When most students hear the word GPA, they get anxious and concerned. They have every right to feel so since a large part of a high school and college career is evaluated by it. Personally, I think that school systems should have a different type of evaluation system. Adjusting it would help more students feel at ease and not like they always have this burden to carry. Kamal Oberoi shared a similar feeling. “I feel that not having a system as concise as the GPA system could definitely relieve the stress on student’s shoulders. If we had an alternative system, not only would students feel less anxious, but students could actually learn to love school and enjoy learning and their high school experience- which would lead to even better grades and more content students.” Although this is a popular opinion among students, the question of if the GPA system works well or not still stands. I believe that people have different types of intelligence and we as students should not be forced to use this form of the GPA system, especially when it is bound to work better for some rather than others. Additionally, according to Kamal Oberoi, “sure, the GPA system is foolproof, but I feel a student’s GPA doesn’t necessarily determine how smart a student is. True intelligence lies in one’s passions and talent. Not your average.”
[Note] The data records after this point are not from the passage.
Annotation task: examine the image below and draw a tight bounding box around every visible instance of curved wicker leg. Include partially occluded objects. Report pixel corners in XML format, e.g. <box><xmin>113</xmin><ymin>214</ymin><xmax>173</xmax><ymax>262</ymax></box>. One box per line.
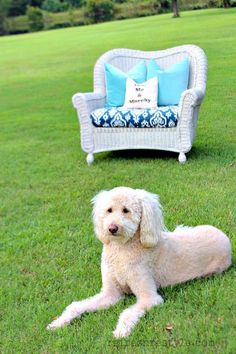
<box><xmin>86</xmin><ymin>153</ymin><xmax>94</xmax><ymax>166</ymax></box>
<box><xmin>178</xmin><ymin>152</ymin><xmax>187</xmax><ymax>164</ymax></box>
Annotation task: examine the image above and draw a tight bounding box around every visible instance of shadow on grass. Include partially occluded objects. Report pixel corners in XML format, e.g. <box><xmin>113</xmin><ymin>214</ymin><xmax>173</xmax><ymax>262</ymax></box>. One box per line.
<box><xmin>95</xmin><ymin>145</ymin><xmax>233</xmax><ymax>165</ymax></box>
<box><xmin>95</xmin><ymin>149</ymin><xmax>178</xmax><ymax>161</ymax></box>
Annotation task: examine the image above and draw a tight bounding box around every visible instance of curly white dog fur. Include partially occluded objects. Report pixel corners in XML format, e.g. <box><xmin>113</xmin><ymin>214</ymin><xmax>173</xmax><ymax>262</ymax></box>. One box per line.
<box><xmin>47</xmin><ymin>187</ymin><xmax>231</xmax><ymax>338</ymax></box>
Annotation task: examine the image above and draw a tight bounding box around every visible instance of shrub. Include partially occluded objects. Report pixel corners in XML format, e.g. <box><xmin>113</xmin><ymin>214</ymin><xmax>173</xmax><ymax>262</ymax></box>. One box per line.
<box><xmin>86</xmin><ymin>0</ymin><xmax>114</xmax><ymax>23</ymax></box>
<box><xmin>26</xmin><ymin>6</ymin><xmax>44</xmax><ymax>32</ymax></box>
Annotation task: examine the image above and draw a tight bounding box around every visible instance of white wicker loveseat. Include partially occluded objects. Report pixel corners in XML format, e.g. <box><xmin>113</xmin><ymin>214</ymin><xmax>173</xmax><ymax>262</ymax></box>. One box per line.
<box><xmin>72</xmin><ymin>45</ymin><xmax>207</xmax><ymax>165</ymax></box>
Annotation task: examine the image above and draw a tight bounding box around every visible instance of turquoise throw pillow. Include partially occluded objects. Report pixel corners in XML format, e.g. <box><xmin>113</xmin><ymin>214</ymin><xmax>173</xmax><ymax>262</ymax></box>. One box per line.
<box><xmin>147</xmin><ymin>59</ymin><xmax>189</xmax><ymax>106</ymax></box>
<box><xmin>105</xmin><ymin>61</ymin><xmax>147</xmax><ymax>107</ymax></box>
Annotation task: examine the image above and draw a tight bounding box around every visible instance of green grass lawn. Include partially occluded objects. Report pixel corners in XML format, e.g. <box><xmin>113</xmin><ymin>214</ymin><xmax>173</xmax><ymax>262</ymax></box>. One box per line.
<box><xmin>0</xmin><ymin>9</ymin><xmax>236</xmax><ymax>354</ymax></box>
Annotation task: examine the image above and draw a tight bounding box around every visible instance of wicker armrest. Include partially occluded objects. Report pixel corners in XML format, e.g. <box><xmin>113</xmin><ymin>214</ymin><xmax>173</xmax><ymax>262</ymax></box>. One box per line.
<box><xmin>72</xmin><ymin>92</ymin><xmax>106</xmax><ymax>113</ymax></box>
<box><xmin>179</xmin><ymin>88</ymin><xmax>205</xmax><ymax>111</ymax></box>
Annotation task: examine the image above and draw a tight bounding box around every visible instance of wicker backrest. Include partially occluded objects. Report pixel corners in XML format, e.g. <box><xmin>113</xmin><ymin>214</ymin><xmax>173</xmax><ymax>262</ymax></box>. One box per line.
<box><xmin>94</xmin><ymin>45</ymin><xmax>207</xmax><ymax>98</ymax></box>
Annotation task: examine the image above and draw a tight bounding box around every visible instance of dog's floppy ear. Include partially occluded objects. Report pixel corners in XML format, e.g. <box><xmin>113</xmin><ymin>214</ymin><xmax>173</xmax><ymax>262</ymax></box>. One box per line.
<box><xmin>137</xmin><ymin>189</ymin><xmax>165</xmax><ymax>247</ymax></box>
<box><xmin>91</xmin><ymin>191</ymin><xmax>110</xmax><ymax>244</ymax></box>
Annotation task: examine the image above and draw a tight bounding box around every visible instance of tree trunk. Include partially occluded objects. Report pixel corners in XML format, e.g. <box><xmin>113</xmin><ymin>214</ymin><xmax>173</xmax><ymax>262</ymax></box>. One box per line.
<box><xmin>172</xmin><ymin>0</ymin><xmax>180</xmax><ymax>17</ymax></box>
<box><xmin>223</xmin><ymin>0</ymin><xmax>230</xmax><ymax>8</ymax></box>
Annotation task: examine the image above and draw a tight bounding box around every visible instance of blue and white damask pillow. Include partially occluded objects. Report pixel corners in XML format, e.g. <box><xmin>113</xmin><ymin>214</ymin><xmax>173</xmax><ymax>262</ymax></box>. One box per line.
<box><xmin>91</xmin><ymin>106</ymin><xmax>178</xmax><ymax>128</ymax></box>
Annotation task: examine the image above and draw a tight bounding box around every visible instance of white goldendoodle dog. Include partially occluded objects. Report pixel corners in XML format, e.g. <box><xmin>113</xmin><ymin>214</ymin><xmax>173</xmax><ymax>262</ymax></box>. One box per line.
<box><xmin>47</xmin><ymin>187</ymin><xmax>231</xmax><ymax>338</ymax></box>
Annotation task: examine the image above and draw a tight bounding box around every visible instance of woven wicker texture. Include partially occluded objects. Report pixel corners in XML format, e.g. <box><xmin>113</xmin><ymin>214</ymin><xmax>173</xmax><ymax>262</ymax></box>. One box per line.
<box><xmin>72</xmin><ymin>45</ymin><xmax>207</xmax><ymax>164</ymax></box>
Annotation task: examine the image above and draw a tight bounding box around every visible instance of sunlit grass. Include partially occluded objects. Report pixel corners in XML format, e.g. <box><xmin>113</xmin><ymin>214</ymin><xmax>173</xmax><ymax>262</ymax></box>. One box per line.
<box><xmin>0</xmin><ymin>9</ymin><xmax>236</xmax><ymax>354</ymax></box>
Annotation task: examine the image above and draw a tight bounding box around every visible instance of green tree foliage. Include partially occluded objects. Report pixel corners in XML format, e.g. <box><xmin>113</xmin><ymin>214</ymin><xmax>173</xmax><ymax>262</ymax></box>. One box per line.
<box><xmin>86</xmin><ymin>0</ymin><xmax>114</xmax><ymax>23</ymax></box>
<box><xmin>8</xmin><ymin>0</ymin><xmax>29</xmax><ymax>16</ymax></box>
<box><xmin>26</xmin><ymin>6</ymin><xmax>44</xmax><ymax>32</ymax></box>
<box><xmin>0</xmin><ymin>0</ymin><xmax>10</xmax><ymax>35</ymax></box>
<box><xmin>42</xmin><ymin>0</ymin><xmax>69</xmax><ymax>12</ymax></box>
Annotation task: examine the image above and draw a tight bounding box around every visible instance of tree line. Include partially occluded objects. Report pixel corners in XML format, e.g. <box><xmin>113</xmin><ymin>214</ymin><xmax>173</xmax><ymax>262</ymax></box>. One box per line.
<box><xmin>0</xmin><ymin>0</ymin><xmax>235</xmax><ymax>34</ymax></box>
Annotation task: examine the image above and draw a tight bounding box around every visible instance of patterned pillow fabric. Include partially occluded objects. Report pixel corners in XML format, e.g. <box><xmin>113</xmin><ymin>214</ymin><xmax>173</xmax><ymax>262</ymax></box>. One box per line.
<box><xmin>90</xmin><ymin>106</ymin><xmax>178</xmax><ymax>128</ymax></box>
<box><xmin>105</xmin><ymin>61</ymin><xmax>147</xmax><ymax>107</ymax></box>
<box><xmin>147</xmin><ymin>59</ymin><xmax>189</xmax><ymax>106</ymax></box>
<box><xmin>123</xmin><ymin>77</ymin><xmax>157</xmax><ymax>109</ymax></box>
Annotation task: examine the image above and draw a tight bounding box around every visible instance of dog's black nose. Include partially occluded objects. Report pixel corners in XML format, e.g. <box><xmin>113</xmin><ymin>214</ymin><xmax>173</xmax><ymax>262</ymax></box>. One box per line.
<box><xmin>108</xmin><ymin>224</ymin><xmax>118</xmax><ymax>235</ymax></box>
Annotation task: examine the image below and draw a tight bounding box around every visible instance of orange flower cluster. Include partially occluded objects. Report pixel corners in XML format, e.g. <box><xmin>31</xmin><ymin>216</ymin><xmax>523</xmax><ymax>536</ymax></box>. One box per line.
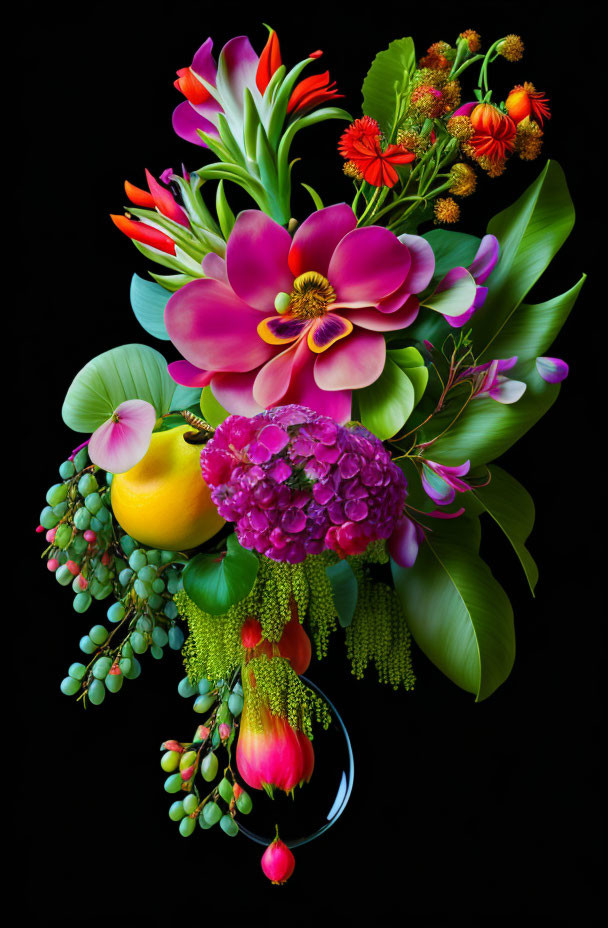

Therefore, if our school systems could make adjustments to the GPA system in some areas, student life inside and outside of the classroom would most likely be more efficient and useful. Kamal Oberoi added, “If I could, I would alleviate some of the concision it requires and maybe add points to kids in harder classes. Maybe we could have electives count in your GPA too, since electives reflect a student’s interests.” Like I said before, there is no one way to completely measure intelligence. If possible, why not measure it based on divergent thinking? Sooner or later, we will have to think outside of the box. Schools have shifted to de-emphasize standardized tests, so they should do the same with numerical averages. Why don’t we rid ourselves of this antiquated approach?